Saturday, December 1, 2007

Happy Halloween

The Holidays bring family, parties, and the stealing of nativity scenes. Don't worry too hard though, the nativity scenes are only being borrowed until Easter wherein they are returned with a note reading "Keep the Faith and the Change - J.C." 

My family is a right wing Catholic family tinged with alcoholism and an inability to embrace black quarterbacks. I will always remember the Christmas I was allowed to pick the family activity and decided to spend the day with my homeless Uncle in the woods. This might have been the same Uncle who when driving near a river offered the bribe "If we drive into the river we'll meet Jesus faster", but that didn't stop us from spending Christmas Eve chasing a ferret around a fire. 

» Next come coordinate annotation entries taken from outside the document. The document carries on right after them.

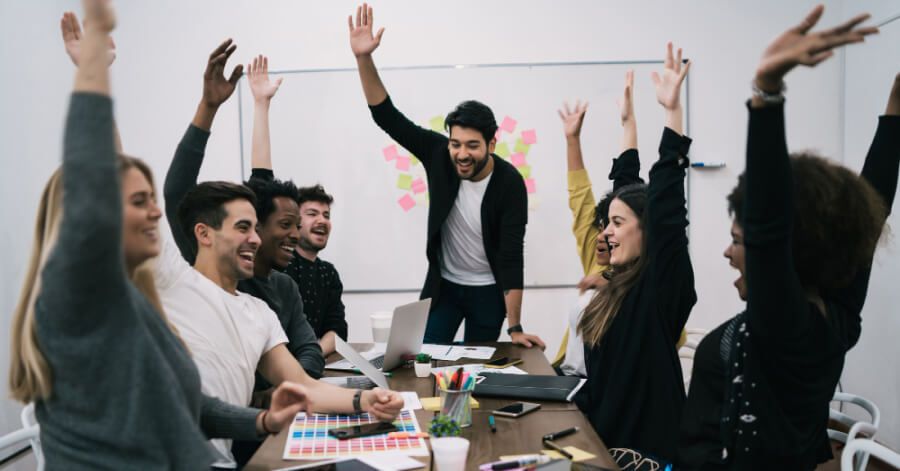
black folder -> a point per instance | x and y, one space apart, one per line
533 387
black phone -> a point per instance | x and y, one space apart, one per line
503 362
356 431
517 409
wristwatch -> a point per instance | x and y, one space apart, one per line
357 399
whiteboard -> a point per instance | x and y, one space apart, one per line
322 132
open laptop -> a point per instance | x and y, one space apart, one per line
365 367
407 332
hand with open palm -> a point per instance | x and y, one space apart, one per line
262 88
799 46
362 41
72 36
668 85
572 118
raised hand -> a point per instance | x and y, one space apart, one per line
216 88
668 86
258 73
572 118
99 15
626 103
362 41
384 405
287 400
71 32
798 46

At Christmas parties I am only allowed to talk to my cousin with slight autism, a whistle, and felony charges. With that in mind I am trying to envision ways to get kicked out. 

The List
1. Bring a flask of Vodka and offer it to the Children as the blood of Christ. 
2. After the Pickle is found in the game "Find the Pickle" stubbornly protest that it is a cucumber. Soak pickle shaped ornament in brine 
3. Discuss my sister's fake lesbian wedding and how I think it's the right thing to do. Also, discuss this with a lisp while wearing an earring. 
4. Invent a new cousin from the body parts of already existing cousins.